Monk Sauce – Habanero Pepper Sauce (red)



Bitter: ⭐✰✰✰✰
Salty: ⭐✰✰✰✰
Sour/Tangy: ⭐⭐⭐✰✰
Sweet: ⭐⭐⭐✰✰
Umami: ⭐✰✰✰✰
Heat: ⭐⭐✰✰✰✰✰✰✰✰
Quick Flavor Notes: Fruity, Vegetal, Sweet, Savory
Texture: Medium and mostly smooth
Recommended: Yes
Ingredients: Habanero Peppers, Vinegar, Onions, Carrots, Garlic, & Salt
Get it from: https://www.countrymonks.biz/habanero-hot-sauce/
Subiaco Abbey, located in rural NW Arkansas, has a spicy secret. While stationed in Belize Father Richard Walz learned how to make hot sauce from the local habanero peppers and in 2003 when he returned to the abbey he brought some of the seeds from those peppers back with him. Planting those seeds in the abbey’s gardens led to the creation of Monk Sauce. The Benedictine monks of Subiaco Abbey still make this sauce from peppers grown on their own grounds today and sell it to raise money to support their monastery and to further their mission. The monks make three varieties of this sauce – a red habanero, a smoked red habanero, and a green habanero. This is their unsmoked red habanero variety.
The recipe for Monk Sauce Habanero Pepper Sauce is as clean as can be. Starting with their habanero peppers as the first ingredient, and they make a point on their website that they used a greater proportion of peppers to other ingredients than most other sauces, the rest of the ingredients list is very similar to other Belizean style sauces with vinegar, onions, carrots, garlic, and salt. Having tried numerous sauces from Marie Sharp’s as well as other Caribbean sauces it’s a formula I’m familiar with and one the Father surely learned in Belize but it’s always tasty. Monk Sauce has a smooth texture with a medium consistency and an aroma that is habanero-forward but with some sweet notes underneath.
Despite the monks stating that this sauce is 250,000 Scovilles on their website the actual heat level is rather mild.

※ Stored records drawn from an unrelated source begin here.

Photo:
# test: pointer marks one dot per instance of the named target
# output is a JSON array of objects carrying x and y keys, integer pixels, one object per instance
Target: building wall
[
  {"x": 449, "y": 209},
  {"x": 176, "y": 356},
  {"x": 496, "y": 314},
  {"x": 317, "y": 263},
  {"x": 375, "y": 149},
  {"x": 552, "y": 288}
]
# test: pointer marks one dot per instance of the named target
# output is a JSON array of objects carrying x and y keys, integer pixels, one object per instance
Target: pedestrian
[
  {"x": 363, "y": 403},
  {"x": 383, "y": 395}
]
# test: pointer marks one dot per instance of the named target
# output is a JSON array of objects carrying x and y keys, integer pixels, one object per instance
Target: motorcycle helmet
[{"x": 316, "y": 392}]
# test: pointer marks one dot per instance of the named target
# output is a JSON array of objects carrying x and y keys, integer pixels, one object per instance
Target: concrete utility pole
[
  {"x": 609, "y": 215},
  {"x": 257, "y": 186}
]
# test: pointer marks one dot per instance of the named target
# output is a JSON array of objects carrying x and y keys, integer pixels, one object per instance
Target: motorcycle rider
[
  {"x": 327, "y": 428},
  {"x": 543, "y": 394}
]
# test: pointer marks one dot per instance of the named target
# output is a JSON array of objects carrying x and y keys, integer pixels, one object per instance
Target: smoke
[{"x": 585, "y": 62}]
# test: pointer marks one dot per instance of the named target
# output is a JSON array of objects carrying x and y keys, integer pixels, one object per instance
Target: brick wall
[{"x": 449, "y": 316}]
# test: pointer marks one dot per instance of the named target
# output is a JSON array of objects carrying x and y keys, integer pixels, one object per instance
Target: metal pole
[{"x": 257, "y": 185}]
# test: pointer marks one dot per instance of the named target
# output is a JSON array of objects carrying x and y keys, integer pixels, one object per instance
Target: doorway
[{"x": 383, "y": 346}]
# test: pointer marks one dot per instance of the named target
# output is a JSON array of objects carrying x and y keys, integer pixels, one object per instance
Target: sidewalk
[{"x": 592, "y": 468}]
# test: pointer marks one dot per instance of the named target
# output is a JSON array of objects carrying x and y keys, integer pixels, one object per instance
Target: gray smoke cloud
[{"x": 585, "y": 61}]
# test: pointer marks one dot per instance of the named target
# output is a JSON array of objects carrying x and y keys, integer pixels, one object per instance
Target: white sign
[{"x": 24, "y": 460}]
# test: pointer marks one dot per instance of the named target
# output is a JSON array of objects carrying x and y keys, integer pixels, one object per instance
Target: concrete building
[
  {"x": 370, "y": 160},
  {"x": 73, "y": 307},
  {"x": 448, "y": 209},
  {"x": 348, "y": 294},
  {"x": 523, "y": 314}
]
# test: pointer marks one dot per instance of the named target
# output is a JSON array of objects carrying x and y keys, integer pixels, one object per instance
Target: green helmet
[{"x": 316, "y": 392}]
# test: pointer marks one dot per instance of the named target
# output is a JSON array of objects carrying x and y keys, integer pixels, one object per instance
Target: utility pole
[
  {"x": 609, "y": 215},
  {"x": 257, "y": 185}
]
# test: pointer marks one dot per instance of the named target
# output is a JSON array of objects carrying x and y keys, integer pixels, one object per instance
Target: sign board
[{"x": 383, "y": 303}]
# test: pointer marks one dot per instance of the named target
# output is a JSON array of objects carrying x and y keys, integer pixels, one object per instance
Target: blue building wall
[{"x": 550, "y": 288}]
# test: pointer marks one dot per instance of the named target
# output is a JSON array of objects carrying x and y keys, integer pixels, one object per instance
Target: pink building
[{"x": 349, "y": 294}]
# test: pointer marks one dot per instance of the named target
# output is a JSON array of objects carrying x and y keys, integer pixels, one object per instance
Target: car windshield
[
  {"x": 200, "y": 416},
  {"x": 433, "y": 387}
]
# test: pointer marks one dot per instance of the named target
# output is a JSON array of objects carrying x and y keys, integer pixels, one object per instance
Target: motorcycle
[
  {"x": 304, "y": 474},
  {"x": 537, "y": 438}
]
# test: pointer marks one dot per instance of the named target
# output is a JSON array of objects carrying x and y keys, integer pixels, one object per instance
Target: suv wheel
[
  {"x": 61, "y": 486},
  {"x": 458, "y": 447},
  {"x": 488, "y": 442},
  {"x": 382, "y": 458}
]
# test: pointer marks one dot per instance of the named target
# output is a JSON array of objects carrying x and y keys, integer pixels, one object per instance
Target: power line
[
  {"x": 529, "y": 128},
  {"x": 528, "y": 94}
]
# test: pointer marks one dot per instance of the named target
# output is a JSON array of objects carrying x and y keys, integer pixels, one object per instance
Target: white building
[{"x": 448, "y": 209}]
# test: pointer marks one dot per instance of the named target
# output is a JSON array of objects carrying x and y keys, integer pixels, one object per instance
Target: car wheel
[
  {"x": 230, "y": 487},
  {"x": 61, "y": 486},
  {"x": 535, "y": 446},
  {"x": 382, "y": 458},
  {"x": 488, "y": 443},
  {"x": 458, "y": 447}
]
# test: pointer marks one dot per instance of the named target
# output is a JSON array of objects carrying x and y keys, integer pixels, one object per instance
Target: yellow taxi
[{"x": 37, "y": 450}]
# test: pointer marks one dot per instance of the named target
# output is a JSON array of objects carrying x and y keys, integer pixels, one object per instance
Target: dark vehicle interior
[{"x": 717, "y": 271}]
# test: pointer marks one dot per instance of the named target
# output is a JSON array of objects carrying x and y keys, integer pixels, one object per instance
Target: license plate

The sauce is, however, still delicious. It is habanero forward and with the case of this red variety really brings out the fruity elements of the pepper with just a slight vegetal undertone. The carrots add both some thickness and sweetness to the sauce while the onions and garlic add their earthy savory flavors to the mix. It’s not a particularly garlicky hot sauce, but you can detect just a hint of it in the back. Monk Sauce Red Habanero Pepper Sauce is also pleasantly tangy without being too vinegary – the carrots and large proportion of habaneros balance out the vinegar. This sauce is also very low sodium at only 10mg/tsp but never tastes like it’s lacking salt.
Pairing a sauce like this is always fairly easy – after all habaneros, carrots, garlic, and onions are fairly universal flavors. This is great on sandwiches, in white bean soup, on empanadas, and even on Hamburger Helper (though I have to admit my purchase and preparation of a box of that did not live up to my memories of it from childhood, in fact it’s fairly unappetizing in both appearance and flavor, but this sauce helped quite a bit). This sauce can easily go on anything, I managed to use my bottle up inside of less than a week.
I’m happy to recommend Monk Sauce Red Habanero Pepper Sauce. Not only does it have a cool story – being made by Benedictine monks in a rural corner of Arkansas with peppers they grow themselves, it’s a delicious sauce with great flavor that’s super flexible. It’s also all natural with no artificial preservatives, colors, flavors, or thickeners.